Upon a Google search I found many different solutions, none of which were anything that made sense to me. All over the WordPress forums people were suggesting changing permissions on files (not a good idea, unless they’re wrong) and one website even mentioned taking PHP out of safe mode (it isn’t in safe mode). I decided I wasn’t going to find help on Google and decided to take a look into my files and compare them with another site where the update was working.

I didn’t even have to open the 2nd website because when I went to the public_html folder there was an error_log file, staring straight at me. It was definitely a palm-to-forehead kind of moment. I didn’t even consider checking to see if I had reached my space quota.

An error_log file created on your account is not a bad thing, it’s there to help you troubleshoot. Your server will automatically create this file for you and it contains a text list of the errors your site creates. Not all errors need to be fixed or present a problem for your site, so if you don’t see any problems you probably don’t need to check the error_log.
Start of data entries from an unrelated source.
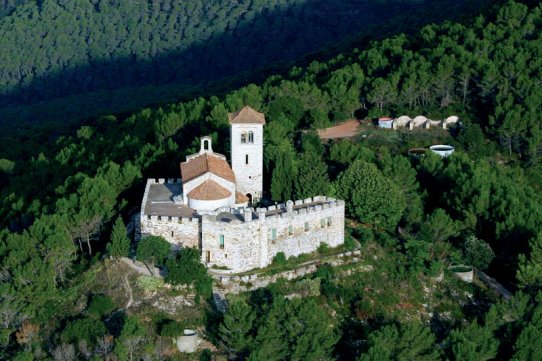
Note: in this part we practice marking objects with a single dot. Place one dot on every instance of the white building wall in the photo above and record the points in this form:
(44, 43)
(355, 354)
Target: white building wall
(180, 232)
(249, 177)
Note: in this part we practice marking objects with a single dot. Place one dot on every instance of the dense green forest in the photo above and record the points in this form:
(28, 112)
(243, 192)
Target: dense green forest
(482, 206)
(71, 60)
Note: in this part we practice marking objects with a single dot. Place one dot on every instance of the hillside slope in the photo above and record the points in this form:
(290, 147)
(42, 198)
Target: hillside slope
(77, 59)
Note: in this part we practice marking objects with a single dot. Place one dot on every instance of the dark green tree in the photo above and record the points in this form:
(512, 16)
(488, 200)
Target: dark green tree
(236, 330)
(120, 244)
(473, 343)
(312, 178)
(370, 196)
(408, 341)
(153, 250)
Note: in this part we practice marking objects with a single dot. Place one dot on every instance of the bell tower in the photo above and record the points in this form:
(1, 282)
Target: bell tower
(247, 151)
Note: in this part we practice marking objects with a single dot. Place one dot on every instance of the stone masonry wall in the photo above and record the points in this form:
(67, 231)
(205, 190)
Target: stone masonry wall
(325, 225)
(249, 177)
(254, 242)
(242, 241)
(181, 232)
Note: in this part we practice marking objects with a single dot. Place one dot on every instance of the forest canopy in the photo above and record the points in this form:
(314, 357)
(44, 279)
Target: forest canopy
(65, 202)
(72, 60)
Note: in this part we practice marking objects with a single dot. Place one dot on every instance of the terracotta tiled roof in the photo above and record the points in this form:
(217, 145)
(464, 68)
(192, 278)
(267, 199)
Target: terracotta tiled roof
(240, 198)
(206, 163)
(208, 191)
(246, 115)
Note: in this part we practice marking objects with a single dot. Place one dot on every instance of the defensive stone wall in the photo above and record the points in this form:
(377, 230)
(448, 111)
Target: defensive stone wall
(180, 232)
(247, 239)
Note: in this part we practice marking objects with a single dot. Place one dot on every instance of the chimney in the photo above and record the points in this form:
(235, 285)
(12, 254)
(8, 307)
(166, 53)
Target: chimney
(248, 214)
(289, 206)
(206, 145)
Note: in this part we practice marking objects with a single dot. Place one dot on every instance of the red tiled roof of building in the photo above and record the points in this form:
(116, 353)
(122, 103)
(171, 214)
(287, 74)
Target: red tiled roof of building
(246, 115)
(208, 191)
(204, 163)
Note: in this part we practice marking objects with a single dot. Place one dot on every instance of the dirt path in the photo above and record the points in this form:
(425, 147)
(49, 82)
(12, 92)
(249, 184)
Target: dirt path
(494, 284)
(130, 294)
(347, 129)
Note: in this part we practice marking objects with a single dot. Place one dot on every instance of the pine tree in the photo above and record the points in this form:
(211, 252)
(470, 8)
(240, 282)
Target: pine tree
(236, 328)
(312, 178)
(120, 243)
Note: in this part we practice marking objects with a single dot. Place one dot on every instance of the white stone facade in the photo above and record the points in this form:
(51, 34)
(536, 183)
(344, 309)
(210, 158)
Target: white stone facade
(241, 239)
(208, 208)
(241, 245)
(247, 158)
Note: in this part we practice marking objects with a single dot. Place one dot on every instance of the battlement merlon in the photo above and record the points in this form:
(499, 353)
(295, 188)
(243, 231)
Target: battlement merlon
(289, 209)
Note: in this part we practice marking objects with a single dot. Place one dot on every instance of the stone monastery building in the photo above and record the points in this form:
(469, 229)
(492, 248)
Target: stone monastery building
(210, 206)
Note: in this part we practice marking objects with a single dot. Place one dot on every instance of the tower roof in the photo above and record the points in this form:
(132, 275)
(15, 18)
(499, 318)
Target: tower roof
(203, 163)
(246, 115)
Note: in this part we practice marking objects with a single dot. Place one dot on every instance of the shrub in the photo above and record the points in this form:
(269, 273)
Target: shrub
(149, 283)
(186, 268)
(323, 248)
(478, 253)
(350, 243)
(279, 259)
(172, 329)
(153, 249)
(86, 329)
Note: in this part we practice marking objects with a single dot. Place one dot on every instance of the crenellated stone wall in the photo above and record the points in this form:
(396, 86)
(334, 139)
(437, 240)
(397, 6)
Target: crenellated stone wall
(241, 239)
(180, 232)
(252, 238)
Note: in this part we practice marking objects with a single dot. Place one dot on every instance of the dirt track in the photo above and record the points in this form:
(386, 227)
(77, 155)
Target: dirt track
(347, 129)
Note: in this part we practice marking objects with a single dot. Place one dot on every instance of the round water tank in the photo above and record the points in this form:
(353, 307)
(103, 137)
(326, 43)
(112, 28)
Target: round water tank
(442, 150)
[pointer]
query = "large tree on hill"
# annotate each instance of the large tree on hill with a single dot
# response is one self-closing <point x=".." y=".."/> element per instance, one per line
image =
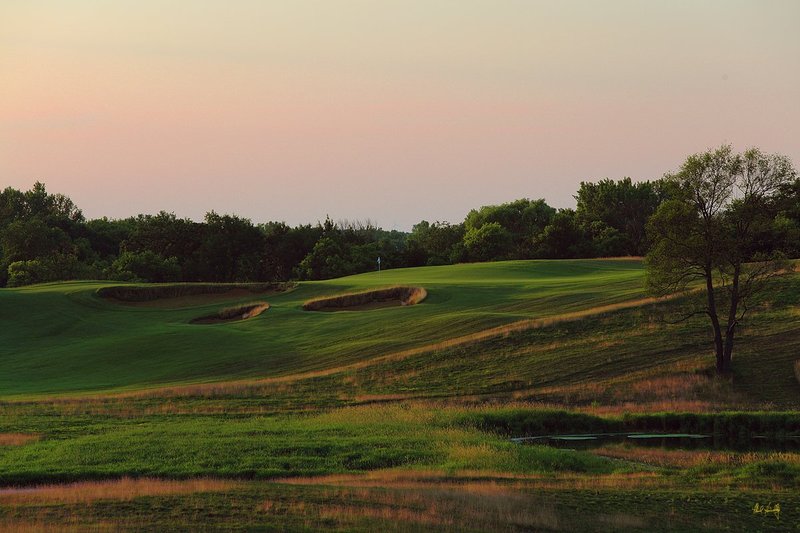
<point x="708" y="235"/>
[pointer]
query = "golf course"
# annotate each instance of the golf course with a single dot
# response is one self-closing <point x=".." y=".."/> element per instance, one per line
<point x="389" y="400"/>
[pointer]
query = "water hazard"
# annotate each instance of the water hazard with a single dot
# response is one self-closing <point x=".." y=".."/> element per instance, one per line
<point x="685" y="441"/>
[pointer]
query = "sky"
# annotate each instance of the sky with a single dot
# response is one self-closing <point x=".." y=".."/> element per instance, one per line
<point x="390" y="110"/>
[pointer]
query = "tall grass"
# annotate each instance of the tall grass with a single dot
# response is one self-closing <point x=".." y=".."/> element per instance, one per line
<point x="145" y="293"/>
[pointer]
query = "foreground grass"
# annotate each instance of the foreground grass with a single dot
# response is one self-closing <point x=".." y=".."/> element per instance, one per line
<point x="396" y="419"/>
<point x="394" y="467"/>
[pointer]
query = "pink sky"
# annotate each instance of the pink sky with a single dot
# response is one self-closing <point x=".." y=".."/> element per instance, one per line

However, if you do need to take a look inside, remember text files larger than 10mb can take a long time to bring up and appear to freeze. You might benefit from deleting the file, then move around your site to recreate the error_log and open it at its smaller size. Also, If there is an error on your site and you get a lot of visitors to your site, that file can get very big and take up all remaining space on your account.

The error_log can be created for any error, not just ones created by WordPress. Take a look inside your public_html folder and see if you have one, you might just be able to free up some space!